Escape from New York?
The Day After Tomorrow?
I Am Legend?
I'm sure there are several others I'm not thinking of at the moment...
Ah, let's go with this YouTube
- Broadcast Yourself.
Exit, the company puts it behind the Premium wall, actually not too bad a deal, about $12 a month and get access to lots (1000+) of individual stock reports. Dont tell my boss I'm sending it for free here, but some how dont really think I'm causing lost sales. You can find my work e-mail on the site, but posted personal e-mail above. Not at the office right now and dont feel like logging on to the VPN (moves like molasas outside right now in Chicago)
Hey Counterpointer.
Had a Q for you --
In Huang, 1587, he makes explicit reference to capture of the imperial policy apparatus by vested interests.
I am lazy, so I haven't checked his footnotes yet, but is there a Chinese language literature you know of on policy apparatus compromise and decay? Not just organizational -- which is a pretty well-beaten threshing floor -- but in the organic context of state failure?
Not sure about the state of Chinese language political economy scholarship. Can you even tell me where to look?
I am finishing Olson and about to run through Tainter maybe next week and I feel like I'm shortly to run up against the edge of the English-lang lit on the subject.
Shnaps(Unrated) writes:
So what's the best empty-Manhattan dystopia movie soundtrack for our thread music?
"Future Legend" / "Diamond Dogs"
As yoou can see from the graph NY RE is used to cyclical vacancy rates and rents.

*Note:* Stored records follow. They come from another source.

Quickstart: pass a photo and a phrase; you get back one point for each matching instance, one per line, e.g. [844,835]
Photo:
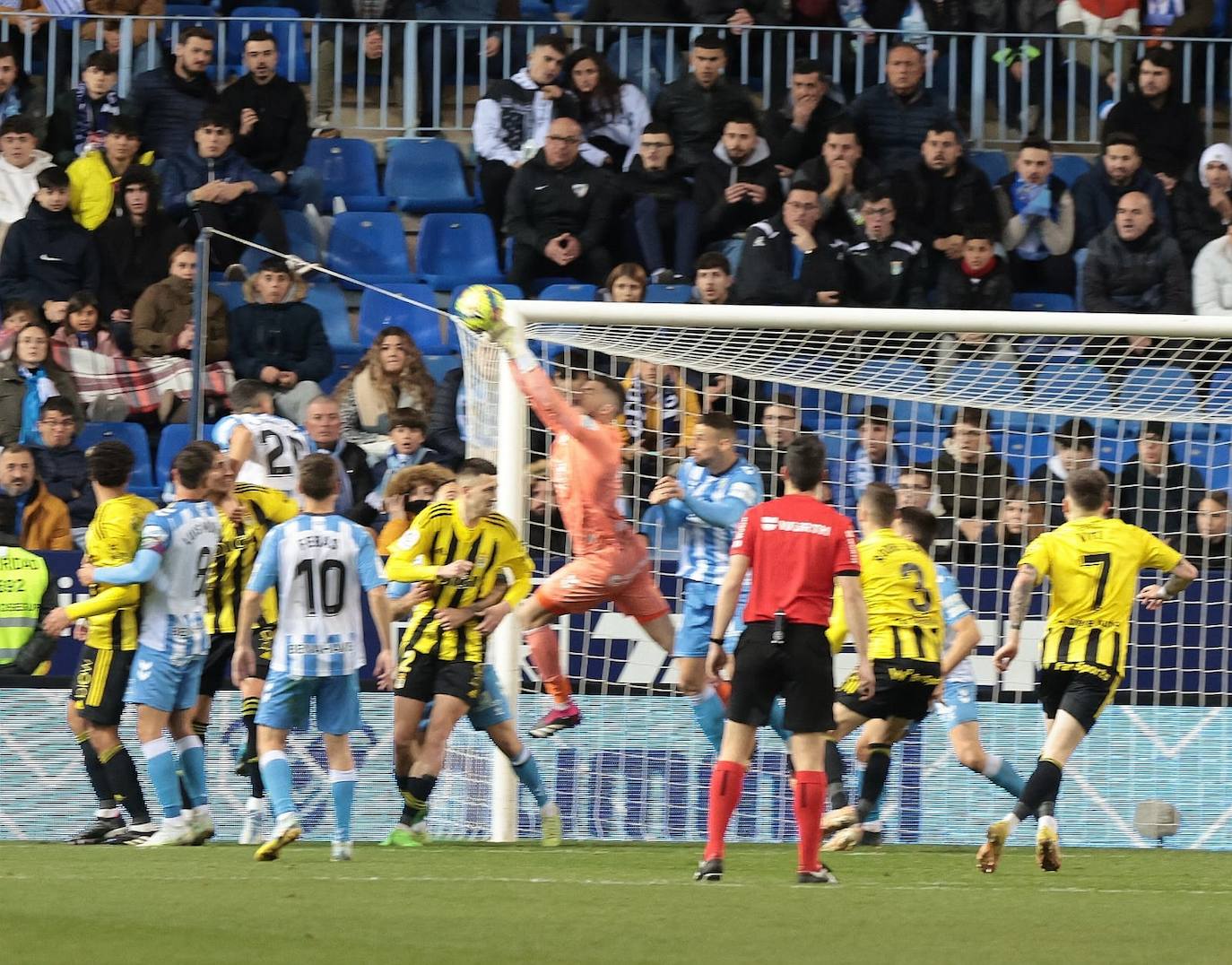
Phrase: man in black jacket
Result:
[785,260]
[797,131]
[696,106]
[559,211]
[735,187]
[941,195]
[271,121]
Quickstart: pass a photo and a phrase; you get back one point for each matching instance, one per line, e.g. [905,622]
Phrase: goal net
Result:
[977,417]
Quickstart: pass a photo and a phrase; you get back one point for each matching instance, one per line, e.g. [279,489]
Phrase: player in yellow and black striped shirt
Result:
[1093,565]
[462,547]
[98,700]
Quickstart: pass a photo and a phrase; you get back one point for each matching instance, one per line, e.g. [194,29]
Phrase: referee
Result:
[799,550]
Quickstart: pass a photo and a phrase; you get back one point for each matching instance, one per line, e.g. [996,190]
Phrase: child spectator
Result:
[61,463]
[82,330]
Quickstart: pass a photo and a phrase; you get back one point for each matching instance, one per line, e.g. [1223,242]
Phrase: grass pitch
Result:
[461,902]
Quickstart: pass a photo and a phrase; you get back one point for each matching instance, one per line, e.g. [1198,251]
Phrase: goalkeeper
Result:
[610,561]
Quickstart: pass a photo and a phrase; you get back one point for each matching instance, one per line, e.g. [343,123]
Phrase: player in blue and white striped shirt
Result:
[178,549]
[704,501]
[319,561]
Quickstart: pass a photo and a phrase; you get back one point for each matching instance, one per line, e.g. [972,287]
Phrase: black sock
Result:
[1043,786]
[96,773]
[873,783]
[122,778]
[834,777]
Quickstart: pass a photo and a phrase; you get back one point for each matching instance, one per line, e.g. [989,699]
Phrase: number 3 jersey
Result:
[319,565]
[187,535]
[277,447]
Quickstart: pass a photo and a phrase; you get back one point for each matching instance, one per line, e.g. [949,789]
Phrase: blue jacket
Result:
[187,171]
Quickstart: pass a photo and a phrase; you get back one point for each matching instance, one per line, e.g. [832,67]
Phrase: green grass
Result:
[621,902]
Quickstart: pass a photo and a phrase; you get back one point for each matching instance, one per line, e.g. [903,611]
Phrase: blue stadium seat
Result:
[171,439]
[991,161]
[349,170]
[1070,167]
[668,293]
[424,175]
[134,437]
[1041,302]
[1158,387]
[369,247]
[573,292]
[292,49]
[429,329]
[456,249]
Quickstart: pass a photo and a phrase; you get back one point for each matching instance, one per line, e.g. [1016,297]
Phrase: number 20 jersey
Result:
[319,565]
[277,447]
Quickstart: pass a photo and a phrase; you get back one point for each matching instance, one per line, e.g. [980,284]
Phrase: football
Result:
[480,307]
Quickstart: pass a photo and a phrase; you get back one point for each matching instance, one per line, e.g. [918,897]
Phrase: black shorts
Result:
[800,668]
[1082,695]
[422,675]
[216,674]
[99,684]
[903,689]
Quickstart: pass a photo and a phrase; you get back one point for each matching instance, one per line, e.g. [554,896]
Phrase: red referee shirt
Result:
[796,546]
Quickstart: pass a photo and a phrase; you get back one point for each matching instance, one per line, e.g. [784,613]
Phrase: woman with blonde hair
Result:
[389,376]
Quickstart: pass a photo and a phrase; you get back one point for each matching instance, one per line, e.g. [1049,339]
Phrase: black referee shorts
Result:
[800,668]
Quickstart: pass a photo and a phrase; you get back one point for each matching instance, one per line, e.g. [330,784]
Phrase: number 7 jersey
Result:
[319,565]
[277,447]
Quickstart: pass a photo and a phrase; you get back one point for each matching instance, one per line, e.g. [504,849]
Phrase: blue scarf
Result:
[90,125]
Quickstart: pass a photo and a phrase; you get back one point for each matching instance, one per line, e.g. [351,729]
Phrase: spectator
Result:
[511,121]
[797,131]
[872,457]
[1200,216]
[213,187]
[612,112]
[163,320]
[47,256]
[61,463]
[941,195]
[786,260]
[734,187]
[280,340]
[895,117]
[662,211]
[1073,448]
[1117,171]
[84,112]
[389,376]
[323,425]
[369,37]
[1037,211]
[971,478]
[714,283]
[843,174]
[885,269]
[1210,543]
[1155,488]
[696,106]
[270,117]
[94,177]
[42,520]
[20,164]
[1212,277]
[559,210]
[80,328]
[1168,128]
[780,424]
[1135,266]
[134,248]
[169,100]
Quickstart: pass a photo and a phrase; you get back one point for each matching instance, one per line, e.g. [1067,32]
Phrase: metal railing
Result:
[434,71]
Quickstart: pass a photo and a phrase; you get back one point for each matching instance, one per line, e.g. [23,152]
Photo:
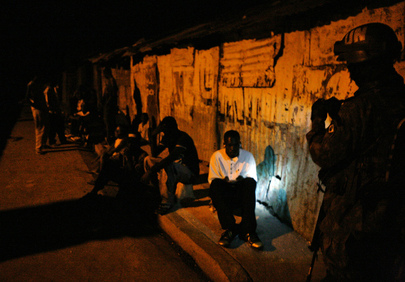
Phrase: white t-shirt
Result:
[221,165]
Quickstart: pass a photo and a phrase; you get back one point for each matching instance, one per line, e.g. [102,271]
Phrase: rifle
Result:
[316,240]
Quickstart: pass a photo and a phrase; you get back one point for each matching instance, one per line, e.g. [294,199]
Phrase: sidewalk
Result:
[196,230]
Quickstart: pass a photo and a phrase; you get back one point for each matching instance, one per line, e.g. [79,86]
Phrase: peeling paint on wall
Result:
[250,63]
[266,95]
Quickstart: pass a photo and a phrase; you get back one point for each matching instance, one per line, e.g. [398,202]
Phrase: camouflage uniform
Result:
[360,232]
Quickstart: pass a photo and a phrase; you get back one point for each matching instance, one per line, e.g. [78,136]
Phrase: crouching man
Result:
[181,165]
[232,177]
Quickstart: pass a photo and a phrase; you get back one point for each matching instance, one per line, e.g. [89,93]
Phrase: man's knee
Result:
[249,183]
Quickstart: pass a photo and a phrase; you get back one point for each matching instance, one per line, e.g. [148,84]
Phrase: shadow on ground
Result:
[32,230]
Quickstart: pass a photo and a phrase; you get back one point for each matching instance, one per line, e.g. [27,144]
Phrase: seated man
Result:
[122,163]
[181,165]
[232,177]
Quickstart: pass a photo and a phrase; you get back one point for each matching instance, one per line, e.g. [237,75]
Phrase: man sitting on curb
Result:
[232,177]
[122,163]
[181,165]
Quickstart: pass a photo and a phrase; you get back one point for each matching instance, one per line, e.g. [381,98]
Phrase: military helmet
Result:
[367,42]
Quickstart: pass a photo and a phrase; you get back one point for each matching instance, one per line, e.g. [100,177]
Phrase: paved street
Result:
[48,233]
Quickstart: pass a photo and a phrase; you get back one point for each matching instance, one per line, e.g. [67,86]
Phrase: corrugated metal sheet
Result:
[250,63]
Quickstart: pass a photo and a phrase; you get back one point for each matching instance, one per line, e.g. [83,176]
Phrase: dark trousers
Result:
[57,127]
[229,197]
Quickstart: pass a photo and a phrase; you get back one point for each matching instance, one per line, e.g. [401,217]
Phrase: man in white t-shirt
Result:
[232,177]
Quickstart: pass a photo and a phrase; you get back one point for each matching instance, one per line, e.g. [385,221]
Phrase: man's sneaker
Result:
[253,240]
[226,238]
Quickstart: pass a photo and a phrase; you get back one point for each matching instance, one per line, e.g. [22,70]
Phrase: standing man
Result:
[363,206]
[56,118]
[232,177]
[37,98]
[180,165]
[108,104]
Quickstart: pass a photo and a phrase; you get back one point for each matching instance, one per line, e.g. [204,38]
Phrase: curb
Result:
[216,263]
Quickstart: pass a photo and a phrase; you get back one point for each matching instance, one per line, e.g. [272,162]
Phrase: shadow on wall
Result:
[268,190]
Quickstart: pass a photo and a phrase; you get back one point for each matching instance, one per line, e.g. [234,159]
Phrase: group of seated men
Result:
[232,175]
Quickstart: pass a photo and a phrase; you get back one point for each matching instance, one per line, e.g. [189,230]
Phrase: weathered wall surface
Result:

There is also a counter-cycle movement which tends to bring tenants who are in cheaper space in the 'burbs back into the Apple.
And for the older spaces, there is a lot of demand from non-traditional tenants and even residential use.
New York is different from the rest of America and has been since it was founded by the Dutch early in the 1600's.
" Volker the Viking writes:
CashOnlyHousing writes:
So much talk about democracy makes me wonder if anyone is left who understands that we are supposed to have a constitutional republic.
I do. And I support the notion.
Volker the Viking | 12.23.08 - 8:17 pm | # "
Glad somebody remembered that-
Comrade Byzantine_Ruins (Un-fucking-rated?! What up wit dat?) writes:
Shnaps..blah blah etc.
Thanks, Byz. My netflix queue needed some inspiration.
YouTube - A Walk On The Wild Side
Dig it.
Manhattan in bad times.
Starting up the economy in 2009:
YouTube - CRANKING A 1947 DODGE
Oops, bad link. try this one:
YouTube -
remember that great take-off on Woody's Manhattan on SNL with Rick Moranis and Rodney Dangerfield titled 'Manhassett'?